TensorFlow.js executes operations on the GPU by running WebGL shader programs. These shaders are assembled and compiled lazily when the user asks to execute an operation. The compilation of a shader happens on the CPU on the main thread and can be slow. TensorFlow.js will cache the compiled shaders automatically, making the second call to the same operation with input and output tensors of the same shape much faster. Typically, TensorFlow.js applications will use the same operations multiple times in the lifetime of the application, so the second pass through a machine learning model is much faster.

TensorFlow.js also stores tf.Tensor data as WebGLTextures. When a tf.Tensor is created, we do not immediately upload data to the GPU, rather we keep the data on the CPU until the tf.Tensor is used in an operation. If the tf.Tensor is used a second time, the data is already on the GPU so there is no upload cost. In a typical machine learning model, this means weights are uploaded during the first prediction through the model and the second pass through the model will be much faster.

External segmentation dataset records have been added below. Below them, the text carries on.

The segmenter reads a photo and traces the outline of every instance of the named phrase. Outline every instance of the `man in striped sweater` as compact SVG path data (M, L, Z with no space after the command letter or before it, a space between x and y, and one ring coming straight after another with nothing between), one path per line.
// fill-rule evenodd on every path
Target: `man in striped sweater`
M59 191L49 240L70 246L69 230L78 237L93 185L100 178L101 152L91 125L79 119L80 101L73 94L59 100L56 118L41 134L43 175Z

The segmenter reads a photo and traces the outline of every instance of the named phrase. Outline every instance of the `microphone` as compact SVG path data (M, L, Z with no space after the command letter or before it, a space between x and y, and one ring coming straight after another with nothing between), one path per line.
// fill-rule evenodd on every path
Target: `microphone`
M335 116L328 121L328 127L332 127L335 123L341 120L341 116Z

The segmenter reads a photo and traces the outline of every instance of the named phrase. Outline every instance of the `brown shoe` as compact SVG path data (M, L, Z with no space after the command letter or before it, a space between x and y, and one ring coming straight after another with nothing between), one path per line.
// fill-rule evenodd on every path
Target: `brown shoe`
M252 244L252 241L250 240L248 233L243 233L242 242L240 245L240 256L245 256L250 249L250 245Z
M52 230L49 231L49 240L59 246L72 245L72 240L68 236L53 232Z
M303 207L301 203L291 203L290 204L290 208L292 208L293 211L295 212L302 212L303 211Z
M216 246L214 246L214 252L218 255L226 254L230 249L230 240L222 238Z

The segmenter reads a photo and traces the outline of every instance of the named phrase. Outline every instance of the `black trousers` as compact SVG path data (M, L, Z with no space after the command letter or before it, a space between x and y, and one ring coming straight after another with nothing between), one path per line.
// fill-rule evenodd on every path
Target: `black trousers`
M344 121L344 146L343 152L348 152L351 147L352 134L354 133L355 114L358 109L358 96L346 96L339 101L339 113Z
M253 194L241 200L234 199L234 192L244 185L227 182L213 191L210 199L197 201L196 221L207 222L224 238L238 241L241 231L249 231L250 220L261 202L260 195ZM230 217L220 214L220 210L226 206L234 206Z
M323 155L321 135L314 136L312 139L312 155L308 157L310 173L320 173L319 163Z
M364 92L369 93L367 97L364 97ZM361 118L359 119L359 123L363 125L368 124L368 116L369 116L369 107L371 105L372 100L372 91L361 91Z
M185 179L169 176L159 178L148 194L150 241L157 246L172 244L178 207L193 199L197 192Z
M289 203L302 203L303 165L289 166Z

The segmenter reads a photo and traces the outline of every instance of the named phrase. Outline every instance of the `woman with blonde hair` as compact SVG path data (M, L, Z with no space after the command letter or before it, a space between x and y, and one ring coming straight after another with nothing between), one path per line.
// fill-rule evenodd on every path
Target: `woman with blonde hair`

If you care about the performance of the first prediction through your model or TensorFlow.js code, we recommend warming the model up by passing an input Tensor of the same shape before real data is used.

For example:

const model = await tf.loadLayersModel(modelUrl);

// Warmup the model before using real data.
const warmupResult = model.predict(tf.zeros(inputShape));
warmupResult.dataSync();
warmupResult.dispose();

// The second predict() will be much faster
const result = model.predict(userData);

Node.js TensorFlow backend

In the TensorFlow Node.js backend, 'node', the TensorFlow C API is used to accelerate operations. This will use the machine's available hardware acceleration, like CUDA, if available.

In this backend, just like the WebGL backend, operations return tf.Tensors synchronously. However, unlike the WebGL backend, the operation is completed before you get the tensor back. This means that a call to tf.matMul(a, b) will block the UI thread.

For this reason, if you intend to use this in a production application, you should run TensorFlow.js in worker threads to not block the main thread.

For more information on Node.js, see this guide.

CPU backend

The CPU backend, 'cpu', is the least performant backend, however it is the simplest. Operations are all implemented in vanilla JavaScript, which makes them less parallelizable. They also block the UI thread.

This backend can be very useful for testing, or on devices where WebGL is unavailable.

Flags

TensorFlow.js has a set of environment flags that are automatically evaluated and determine the best configuration in the current platform. These flags are mostly internal, but a few global flags can be controlled with public API.

  • tf.enableProdMode(): enables production mode, which will remove model validation, NaN checks, and other correctness checks in favor of performance.
  • tf.enableDebugMode(): enables debug mode, which will log to the console every operation that is executed, as well as runtime performance information like memory footprint and total kernel execution time. Note that this will greatly slow down your application, do not use this in production.